Découvrons quelles sont les solutions qui permettent d'utiliser sa moto de route en piste et de rouler au meilleur de la sécurité en augmentant performances et amusement. Brembo propose des systèmes dérivés de ce qui est expérimenté en Superbike.

Le Superbike est l'expression la plus extrême de la moto dérivée de la production de série. Parmi les passionnés des deux-roues grandit chaque année le noyau dur de ceux qui voudraient se rapprocher des performances d'une Superbike, en partant de leur propre moto de route. Au cours de l'année qui vient de s'écouler, le nombre de motards ayant voulu se faire le plaisir de se tester sur un circuit a sensiblement augmenté, signe que la passion va bien au-delà de la crise économique.

Nous avons donc pensé demander à Brembo, leader mondial en matière de freins, quelles sont les astuces grâces auxquelles un client normal transforme sa moto de route en un véhicule capable d'affronter en sécurité le dénivelé d'un tracé exigeant et technique comme peut l'être le Mugello.

Même sans se prendre pour le Champion du monde Superbike, Jonathan Rea, lorsqu'ils vont en piste les motards préparent leur monture avec des solutions spécifiques, différentes de celles qu'ils utilisent lorsqu'ils se trouvent en ville avec la même moto. Nous avons fait les curieux afin de découvrir quelles interventions sont menées sur le système de freinage pour améliorer les performances. Intervenir sur les freins est habituellement la première étape d'une préparation qui peut aussi concerner d'autres aspects, comme les réglages, mais cela est fondamental car la sécurité et la fiabilité et, par conséquent, la maîtrise des coûts, en sont impactées.

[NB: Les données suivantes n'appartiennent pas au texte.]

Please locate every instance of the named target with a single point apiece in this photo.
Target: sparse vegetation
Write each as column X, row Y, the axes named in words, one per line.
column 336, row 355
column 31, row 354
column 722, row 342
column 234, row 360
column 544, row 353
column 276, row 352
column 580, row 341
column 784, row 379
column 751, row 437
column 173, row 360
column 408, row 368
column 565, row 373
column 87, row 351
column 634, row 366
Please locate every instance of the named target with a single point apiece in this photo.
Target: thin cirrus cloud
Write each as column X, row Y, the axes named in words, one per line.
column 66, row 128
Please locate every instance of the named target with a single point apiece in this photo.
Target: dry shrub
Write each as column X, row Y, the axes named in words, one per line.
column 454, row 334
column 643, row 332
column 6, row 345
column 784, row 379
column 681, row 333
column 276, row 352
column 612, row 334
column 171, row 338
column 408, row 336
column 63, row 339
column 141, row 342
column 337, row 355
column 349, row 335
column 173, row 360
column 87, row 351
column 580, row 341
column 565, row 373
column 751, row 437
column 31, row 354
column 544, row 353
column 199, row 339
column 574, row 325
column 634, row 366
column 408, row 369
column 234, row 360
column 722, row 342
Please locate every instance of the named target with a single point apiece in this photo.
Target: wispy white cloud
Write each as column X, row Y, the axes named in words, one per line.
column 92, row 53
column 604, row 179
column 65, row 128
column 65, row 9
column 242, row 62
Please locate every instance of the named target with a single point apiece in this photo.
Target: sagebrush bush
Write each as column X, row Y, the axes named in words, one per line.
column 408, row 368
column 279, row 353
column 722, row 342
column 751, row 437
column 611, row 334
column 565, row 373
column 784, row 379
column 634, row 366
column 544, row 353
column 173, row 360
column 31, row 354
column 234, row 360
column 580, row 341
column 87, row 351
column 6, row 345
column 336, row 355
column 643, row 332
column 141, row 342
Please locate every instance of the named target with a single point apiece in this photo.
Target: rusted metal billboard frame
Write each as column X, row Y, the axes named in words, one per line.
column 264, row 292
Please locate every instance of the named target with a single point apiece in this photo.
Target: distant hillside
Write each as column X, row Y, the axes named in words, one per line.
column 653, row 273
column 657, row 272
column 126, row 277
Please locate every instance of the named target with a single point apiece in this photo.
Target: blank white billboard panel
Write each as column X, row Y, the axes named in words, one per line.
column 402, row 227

Ces dix dernières années, les systèmes de freins de base des motos de série ont connu une évolution importante…

"Le phénomène ne concerne pas seulement les supersportives", explique Claudio Teoldi, "mais aussi les roadsters ou les routières de moyennes cylindrées. L'adoption des étriers de freins radiaux améliore les performances en augmentant la rigidité du système et réduit le poids de la fixation sur le pied de fourche. Dès la conduite sur route, on parvient à obtenir un plus grand couple de freinage, en utilisant une pression plus faible exercée sur la pompe."

Le "traitement" prévoit aussi l'adoption d'une pompe radiale, qui est le fruit de l'expérience née des courses il y a une vingtaine d'années et qui est transférée au produit de série. Parce que c'est précisément grâce à la technologie radiale du mouvement de l'étrier flottant à l'intérieur de la pompe que l'on parvient à traduire en puissance de freinage toute la course du levier exercée pendant le freinage.

"Concernant les disques, la tendance ces dernières années a été d'augmenter les diamètres pour accroître le couple de freinage. Il est vrai que l'on a enregistré une augmentation de la masse, mais on obtient des températures d'exercice plus basses, en faisant en sorte que plaquette et étrier se régulent à des températures plus basses afin d'éviter l'effet de l'allongement de la course du levier et celui du fading impliquant une chute de la performance."

En revanche, les systèmes de freinage de course n'ont pas pour ambition de devoir garantir les performances pour des milliers de kilomètres, mais pour la durée de la course, même si la recherche de la performance est plus extrême. Un système de base sur lequel on force en descente dans un passage alpin peut être en crise à une température de disque de 350°C (cela dépend de la plaquette), tandis qu'en Superbike, on arrive à des pics de chaleur qui dépassent les 600-650°C. Le système racing doit donc supporter des efforts qui sont quasiment le double de ceux de la série.

"Sur les motos plus axées sur la performance, on utilise des plaquettes réalisées avec des matériaux frittés (carbone et métal), tandis que celles qui sont construites avec des matériaux organiques, comme les résines, ont une résistance moindre qui mène au fading et à l'usure du matériau en frottement."

En Superbike, ne sont utilisés que des matériaux de performance, qui garantissent une très haute résistance à l'usure pour toute la course. Dans le championnat d'Endurance, il y a des courses qui durent de six à 24 heures, l'impact que peut avoir la fiabilité sur le système de freinage est donc clair, étant donné que l'on ne programme généralement qu'un seul remplacement des plaquettes.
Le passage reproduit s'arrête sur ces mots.